Po tym krótkim przerywniku, na scenę powrócił cały zespół, a wraz z nimi na scenie pojawili się muzycy bieszczadzkiej **Matragony** oraz dodatkowi instrumentaliści od ponad roku wspierający zespół na koncertach, a zatem: skrzypaczka, pianistka, wiolonczelistka, wspomniany flecista oraz muzyk grający na... lirze korbowej. //Ustrzyki// otworzyły więc set akustyczno-folkowy, czyli wcielenie **KSU**, znane z płyty //**Akustycznie**// z 2008 roku. I co? I zrobiło się naprawdę magicznie. Zapanował jednoznacznie bieszczadzki, folkowy klimat, a moje myśli przeniosły się na wspaniałe, bezkresne połoniny i gdzieś w okolice Otrytu czy Rozsypańca. Usłyszeć //Za mgłą//, wszystkie trzy części //Moich Bieszczad// i //Tańczącego z czasem// na jednym koncercie i to w takim wydaniu - coś wspaniałego. Widać, że muzycy są już ze sobą dobrze zgrani i brzmi to doprawdy przepięknie. Choć przed //Ludźmi bez twarzy// Siczka wspomniał, że dzień wcześniej, w Drezdenku, wykonanie akurat tego utworu nie do końca im się udało. Tym razem było bez zastrzeżeń. Co ważne, publiczność przyjęła to wcielenie zespołu z entuzjazmem, o co miałem sporo obaw. Jak widać, współczesna młodzież jest jednak bardziej tolerancyjna, niż jarocińska publika z lat 80. Nieoczekiwaną perełką tej akustycznej części był dla mnie //Obywatel// z efektowną, zadziorną partią skrzypiec Elizy Kuźnik, która przykuwała oko męskiej części publiczności. Świetnie wypadło też poruszające //Kiedy naród umiera//. Czapki z głów dla zespołu i wszystkich muzyków towarzyszących. Z prawdziwą przyjemnością słuchałem takie **KSU**.
Po 11 utworach zespół wrócił do czadów w klasycznym składzie, prezentując niezmiennie lśniące klasyki z wplecionym //Życiem przez rz// - przyznam, że nie rozumiem fenomenu tego utworu, tak chętnie granego przez zespół.

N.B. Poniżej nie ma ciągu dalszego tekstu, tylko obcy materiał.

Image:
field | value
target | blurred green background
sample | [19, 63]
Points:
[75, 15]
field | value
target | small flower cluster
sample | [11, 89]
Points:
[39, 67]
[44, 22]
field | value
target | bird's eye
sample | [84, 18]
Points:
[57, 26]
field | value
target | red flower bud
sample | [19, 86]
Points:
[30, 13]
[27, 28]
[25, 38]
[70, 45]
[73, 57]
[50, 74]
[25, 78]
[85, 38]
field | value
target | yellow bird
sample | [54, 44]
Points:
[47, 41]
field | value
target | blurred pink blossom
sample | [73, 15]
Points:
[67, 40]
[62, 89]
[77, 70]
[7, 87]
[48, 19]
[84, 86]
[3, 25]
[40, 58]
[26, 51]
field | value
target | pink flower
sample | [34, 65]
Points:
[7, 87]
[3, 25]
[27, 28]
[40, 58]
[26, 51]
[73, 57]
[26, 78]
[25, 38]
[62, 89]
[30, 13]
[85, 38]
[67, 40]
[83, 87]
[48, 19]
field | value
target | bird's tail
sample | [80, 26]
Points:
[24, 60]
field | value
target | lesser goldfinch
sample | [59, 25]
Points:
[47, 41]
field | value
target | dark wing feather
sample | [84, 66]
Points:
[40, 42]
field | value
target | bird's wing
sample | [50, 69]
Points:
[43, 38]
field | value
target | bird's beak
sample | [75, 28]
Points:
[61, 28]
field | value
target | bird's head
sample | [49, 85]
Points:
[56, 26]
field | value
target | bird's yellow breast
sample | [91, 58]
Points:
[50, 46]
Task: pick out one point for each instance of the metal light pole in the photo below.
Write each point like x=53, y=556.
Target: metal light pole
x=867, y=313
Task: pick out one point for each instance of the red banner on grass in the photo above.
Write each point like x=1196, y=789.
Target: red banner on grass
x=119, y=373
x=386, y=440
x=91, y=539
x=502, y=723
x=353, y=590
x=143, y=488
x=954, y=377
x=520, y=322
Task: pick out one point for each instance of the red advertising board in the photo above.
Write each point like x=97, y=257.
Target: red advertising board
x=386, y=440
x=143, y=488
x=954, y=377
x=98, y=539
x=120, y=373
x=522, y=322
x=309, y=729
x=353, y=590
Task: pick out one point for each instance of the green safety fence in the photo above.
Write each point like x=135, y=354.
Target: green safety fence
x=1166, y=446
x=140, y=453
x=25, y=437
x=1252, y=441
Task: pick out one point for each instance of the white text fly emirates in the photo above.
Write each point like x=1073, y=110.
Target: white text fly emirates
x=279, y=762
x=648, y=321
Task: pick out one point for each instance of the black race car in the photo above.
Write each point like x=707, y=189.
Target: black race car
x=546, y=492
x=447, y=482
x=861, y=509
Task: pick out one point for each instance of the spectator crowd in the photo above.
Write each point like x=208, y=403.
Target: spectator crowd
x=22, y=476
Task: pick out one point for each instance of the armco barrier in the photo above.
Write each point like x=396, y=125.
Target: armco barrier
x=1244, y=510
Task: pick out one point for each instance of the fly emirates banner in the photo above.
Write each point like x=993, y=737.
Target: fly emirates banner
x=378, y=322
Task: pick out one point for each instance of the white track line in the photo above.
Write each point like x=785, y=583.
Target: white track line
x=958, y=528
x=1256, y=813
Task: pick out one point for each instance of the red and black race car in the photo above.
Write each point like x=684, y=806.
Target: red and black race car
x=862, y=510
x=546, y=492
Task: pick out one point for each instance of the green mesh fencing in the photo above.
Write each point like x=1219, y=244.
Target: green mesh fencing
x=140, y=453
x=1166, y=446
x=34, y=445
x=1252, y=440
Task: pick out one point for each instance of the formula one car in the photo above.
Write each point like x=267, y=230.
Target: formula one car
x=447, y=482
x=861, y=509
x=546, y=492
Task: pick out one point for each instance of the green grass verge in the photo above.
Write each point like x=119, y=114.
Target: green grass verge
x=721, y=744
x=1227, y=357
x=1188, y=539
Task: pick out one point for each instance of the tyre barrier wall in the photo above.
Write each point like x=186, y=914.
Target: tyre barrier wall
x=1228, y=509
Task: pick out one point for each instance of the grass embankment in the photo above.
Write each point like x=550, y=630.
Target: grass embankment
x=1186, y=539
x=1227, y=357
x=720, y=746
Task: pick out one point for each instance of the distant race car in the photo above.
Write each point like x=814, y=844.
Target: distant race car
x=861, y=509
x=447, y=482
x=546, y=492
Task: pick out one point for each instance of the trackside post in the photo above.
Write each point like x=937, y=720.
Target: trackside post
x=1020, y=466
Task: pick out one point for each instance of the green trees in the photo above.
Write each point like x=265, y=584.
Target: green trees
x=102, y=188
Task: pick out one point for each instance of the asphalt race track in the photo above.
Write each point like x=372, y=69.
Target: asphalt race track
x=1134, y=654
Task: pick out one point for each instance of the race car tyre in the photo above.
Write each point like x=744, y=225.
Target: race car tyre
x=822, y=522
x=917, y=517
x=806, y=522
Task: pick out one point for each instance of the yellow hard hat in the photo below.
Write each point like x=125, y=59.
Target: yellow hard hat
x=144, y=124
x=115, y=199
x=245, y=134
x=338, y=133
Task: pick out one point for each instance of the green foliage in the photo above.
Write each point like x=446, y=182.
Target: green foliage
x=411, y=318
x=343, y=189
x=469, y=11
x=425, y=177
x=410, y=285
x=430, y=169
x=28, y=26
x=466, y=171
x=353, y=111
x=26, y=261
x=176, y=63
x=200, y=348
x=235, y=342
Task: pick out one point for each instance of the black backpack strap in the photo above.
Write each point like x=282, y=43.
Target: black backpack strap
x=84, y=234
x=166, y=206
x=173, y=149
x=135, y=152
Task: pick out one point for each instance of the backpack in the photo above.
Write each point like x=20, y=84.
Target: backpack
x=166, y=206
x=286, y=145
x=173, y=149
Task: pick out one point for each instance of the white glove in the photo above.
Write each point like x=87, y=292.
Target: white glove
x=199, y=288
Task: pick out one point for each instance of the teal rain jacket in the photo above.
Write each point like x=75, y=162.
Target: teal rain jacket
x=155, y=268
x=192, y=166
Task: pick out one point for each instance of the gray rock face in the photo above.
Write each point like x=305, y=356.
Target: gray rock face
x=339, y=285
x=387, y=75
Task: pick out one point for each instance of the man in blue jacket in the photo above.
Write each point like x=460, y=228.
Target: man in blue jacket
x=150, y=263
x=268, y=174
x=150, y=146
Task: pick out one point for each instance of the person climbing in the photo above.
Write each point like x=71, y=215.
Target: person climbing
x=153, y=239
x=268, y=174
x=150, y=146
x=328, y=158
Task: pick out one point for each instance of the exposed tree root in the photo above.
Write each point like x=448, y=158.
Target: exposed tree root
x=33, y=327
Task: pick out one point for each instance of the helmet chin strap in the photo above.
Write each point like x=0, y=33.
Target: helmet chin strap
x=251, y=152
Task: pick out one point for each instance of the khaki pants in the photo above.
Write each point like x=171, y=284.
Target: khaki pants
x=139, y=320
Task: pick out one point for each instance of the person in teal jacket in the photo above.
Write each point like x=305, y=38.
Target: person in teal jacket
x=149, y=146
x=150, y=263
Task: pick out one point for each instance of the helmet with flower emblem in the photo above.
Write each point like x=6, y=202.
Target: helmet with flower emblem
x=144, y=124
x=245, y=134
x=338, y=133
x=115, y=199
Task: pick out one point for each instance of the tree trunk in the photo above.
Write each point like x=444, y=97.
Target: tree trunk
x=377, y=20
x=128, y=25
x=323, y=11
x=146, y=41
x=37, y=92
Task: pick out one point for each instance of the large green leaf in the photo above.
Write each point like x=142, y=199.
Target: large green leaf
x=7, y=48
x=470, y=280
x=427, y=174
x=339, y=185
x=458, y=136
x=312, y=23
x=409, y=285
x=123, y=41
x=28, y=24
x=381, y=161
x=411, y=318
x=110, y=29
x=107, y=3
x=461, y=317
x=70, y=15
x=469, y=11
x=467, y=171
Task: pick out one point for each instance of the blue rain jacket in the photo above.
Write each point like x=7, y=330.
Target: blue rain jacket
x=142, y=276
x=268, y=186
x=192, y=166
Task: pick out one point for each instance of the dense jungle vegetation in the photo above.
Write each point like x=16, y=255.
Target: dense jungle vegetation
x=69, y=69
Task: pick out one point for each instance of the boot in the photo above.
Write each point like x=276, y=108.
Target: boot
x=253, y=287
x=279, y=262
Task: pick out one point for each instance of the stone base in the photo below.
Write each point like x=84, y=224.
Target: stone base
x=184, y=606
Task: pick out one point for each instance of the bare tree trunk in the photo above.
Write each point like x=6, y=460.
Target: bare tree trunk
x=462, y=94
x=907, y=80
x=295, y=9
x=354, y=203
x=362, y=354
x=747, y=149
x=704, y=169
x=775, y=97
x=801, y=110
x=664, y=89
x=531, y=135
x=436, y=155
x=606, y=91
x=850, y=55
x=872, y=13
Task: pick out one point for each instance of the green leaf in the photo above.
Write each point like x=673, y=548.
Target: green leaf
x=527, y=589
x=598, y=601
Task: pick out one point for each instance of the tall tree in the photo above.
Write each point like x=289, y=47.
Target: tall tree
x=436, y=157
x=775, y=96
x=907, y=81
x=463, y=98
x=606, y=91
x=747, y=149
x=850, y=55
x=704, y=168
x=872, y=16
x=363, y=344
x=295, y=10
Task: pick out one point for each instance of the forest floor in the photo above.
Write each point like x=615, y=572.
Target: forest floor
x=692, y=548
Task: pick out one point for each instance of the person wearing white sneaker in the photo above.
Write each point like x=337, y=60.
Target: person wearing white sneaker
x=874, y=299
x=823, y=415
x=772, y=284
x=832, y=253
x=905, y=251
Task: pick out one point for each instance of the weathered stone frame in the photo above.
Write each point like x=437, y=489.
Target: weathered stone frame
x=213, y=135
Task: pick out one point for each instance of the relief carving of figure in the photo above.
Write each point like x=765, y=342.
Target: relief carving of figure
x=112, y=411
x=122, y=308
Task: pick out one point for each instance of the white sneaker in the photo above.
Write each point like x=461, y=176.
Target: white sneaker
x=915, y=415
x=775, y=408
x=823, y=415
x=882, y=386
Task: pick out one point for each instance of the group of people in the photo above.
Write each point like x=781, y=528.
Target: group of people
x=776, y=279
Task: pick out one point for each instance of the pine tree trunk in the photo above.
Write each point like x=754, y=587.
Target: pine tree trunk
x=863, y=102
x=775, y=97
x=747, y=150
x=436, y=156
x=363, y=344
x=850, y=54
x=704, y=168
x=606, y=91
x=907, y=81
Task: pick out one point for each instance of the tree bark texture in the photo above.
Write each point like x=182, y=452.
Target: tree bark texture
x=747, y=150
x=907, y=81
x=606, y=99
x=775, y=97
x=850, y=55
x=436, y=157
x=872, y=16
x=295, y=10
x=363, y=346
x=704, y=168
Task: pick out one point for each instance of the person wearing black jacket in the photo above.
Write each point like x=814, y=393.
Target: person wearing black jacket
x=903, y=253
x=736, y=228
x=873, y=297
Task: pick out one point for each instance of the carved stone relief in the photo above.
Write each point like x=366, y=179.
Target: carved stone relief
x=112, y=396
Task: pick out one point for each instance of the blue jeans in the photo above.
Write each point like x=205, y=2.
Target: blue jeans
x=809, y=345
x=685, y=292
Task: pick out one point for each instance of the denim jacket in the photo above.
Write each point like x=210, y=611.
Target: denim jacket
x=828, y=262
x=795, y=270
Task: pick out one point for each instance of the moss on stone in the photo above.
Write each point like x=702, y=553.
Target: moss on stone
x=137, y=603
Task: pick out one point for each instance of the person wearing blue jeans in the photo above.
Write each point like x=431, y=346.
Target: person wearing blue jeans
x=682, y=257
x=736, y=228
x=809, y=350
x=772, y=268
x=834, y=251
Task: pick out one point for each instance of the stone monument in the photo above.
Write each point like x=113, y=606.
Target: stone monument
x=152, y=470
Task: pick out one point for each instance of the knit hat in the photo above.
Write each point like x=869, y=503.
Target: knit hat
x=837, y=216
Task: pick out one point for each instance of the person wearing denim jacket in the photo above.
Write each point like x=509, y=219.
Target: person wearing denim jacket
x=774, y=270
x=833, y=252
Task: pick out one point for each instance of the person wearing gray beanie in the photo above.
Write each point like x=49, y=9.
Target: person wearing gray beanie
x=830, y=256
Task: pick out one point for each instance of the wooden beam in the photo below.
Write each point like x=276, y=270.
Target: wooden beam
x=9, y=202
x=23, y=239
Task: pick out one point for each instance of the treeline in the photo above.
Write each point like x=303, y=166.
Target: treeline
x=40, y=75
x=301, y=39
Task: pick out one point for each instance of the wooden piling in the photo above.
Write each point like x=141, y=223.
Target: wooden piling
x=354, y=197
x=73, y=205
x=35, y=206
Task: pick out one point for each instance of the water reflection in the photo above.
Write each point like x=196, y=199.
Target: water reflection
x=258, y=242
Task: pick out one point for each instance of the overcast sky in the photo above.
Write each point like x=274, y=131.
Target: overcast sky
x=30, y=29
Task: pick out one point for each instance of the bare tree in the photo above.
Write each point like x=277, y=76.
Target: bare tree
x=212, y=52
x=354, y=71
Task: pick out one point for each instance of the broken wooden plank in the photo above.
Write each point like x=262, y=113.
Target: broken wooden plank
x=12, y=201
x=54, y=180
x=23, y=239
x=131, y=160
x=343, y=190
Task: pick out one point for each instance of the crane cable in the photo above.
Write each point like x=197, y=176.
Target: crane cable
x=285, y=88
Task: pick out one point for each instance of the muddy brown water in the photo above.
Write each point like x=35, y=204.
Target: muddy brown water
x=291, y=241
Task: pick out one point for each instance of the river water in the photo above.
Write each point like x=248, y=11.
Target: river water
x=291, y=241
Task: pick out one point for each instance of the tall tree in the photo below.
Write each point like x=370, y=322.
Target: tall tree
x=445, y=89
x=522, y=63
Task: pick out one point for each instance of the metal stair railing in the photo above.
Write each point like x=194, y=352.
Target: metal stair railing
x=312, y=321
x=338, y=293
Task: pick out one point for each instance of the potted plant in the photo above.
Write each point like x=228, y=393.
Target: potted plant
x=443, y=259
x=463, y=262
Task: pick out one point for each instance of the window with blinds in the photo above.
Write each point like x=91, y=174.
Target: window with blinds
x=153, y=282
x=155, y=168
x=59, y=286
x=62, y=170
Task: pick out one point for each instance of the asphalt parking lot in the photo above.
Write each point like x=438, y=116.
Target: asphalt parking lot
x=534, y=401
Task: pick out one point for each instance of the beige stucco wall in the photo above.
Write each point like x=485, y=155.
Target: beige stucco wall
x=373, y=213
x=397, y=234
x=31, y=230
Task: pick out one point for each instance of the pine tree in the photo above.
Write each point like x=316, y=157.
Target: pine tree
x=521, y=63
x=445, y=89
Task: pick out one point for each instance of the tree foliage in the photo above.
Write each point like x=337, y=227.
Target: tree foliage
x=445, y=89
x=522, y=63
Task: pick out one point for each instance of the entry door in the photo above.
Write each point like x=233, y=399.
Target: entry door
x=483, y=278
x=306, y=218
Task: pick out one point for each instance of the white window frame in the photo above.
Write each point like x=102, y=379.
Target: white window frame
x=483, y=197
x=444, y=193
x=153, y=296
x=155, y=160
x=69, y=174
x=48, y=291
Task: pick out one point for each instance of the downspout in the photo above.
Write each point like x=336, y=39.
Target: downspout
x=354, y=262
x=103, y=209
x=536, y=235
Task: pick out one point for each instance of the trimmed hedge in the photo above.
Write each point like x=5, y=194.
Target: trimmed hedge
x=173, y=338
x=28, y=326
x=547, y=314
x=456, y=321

Z bisami numerów było 30, ponad 2 godziny grania. Pełna satysfakcja.
02.05.2016 r., Studio Radia Gdańsk, Gdańsk
Z udziałem **Matragony**
1. //Ustrzyki//
2. //Za mgłą//
3. //Moje Bieszczady II//
4. //Ludzie bez twarzy//
5. //Kiedy naród umiera//
6. //Moje Bieszczady//
7. //Obywatel//
8. //Tańczący z czasem//
9. //Moje Bieszczady 2004//
10. //Rozbity Dzban//
11. //Moje stąd//
12. //Teledemokracja//
13. //Po drugiej stronie drzwi//
14. //Kto Cię obroni Polsko//
15. //1944//
16. //Wino za karę//
Zupełnie inny charakter miał koncert, który następnego dnia odbył się studio Radio Gdańsk. Był to występ zamknięty, bilety dystrybuowane były wyłącznie za pośrednictwem radia, a niewielkie studio zmieściło niewiele ponad 50 osób, w znaczącej większości w wieku 30+.
Grupa po raz drugi zawitała do tej niewielkiej sali, poprzedni raz grała tu w kwietniu 2011 roku. Tym razem obok kilku rzędów krzeseł pozostawiono też miejsca stojące, jak znalazł dla niewielkiej grupki, która wyraźnie rozgrzała się pod koniec koncertu. Pod koniec, bowiem **KSU** postawiło na set akustyczny, ponownie z udziałem **Matragony** (niestety, nieprzedstawionej publiczności, Siczka ograniczał się tylko do krótkich zapowiedzi poszczególnych utworów).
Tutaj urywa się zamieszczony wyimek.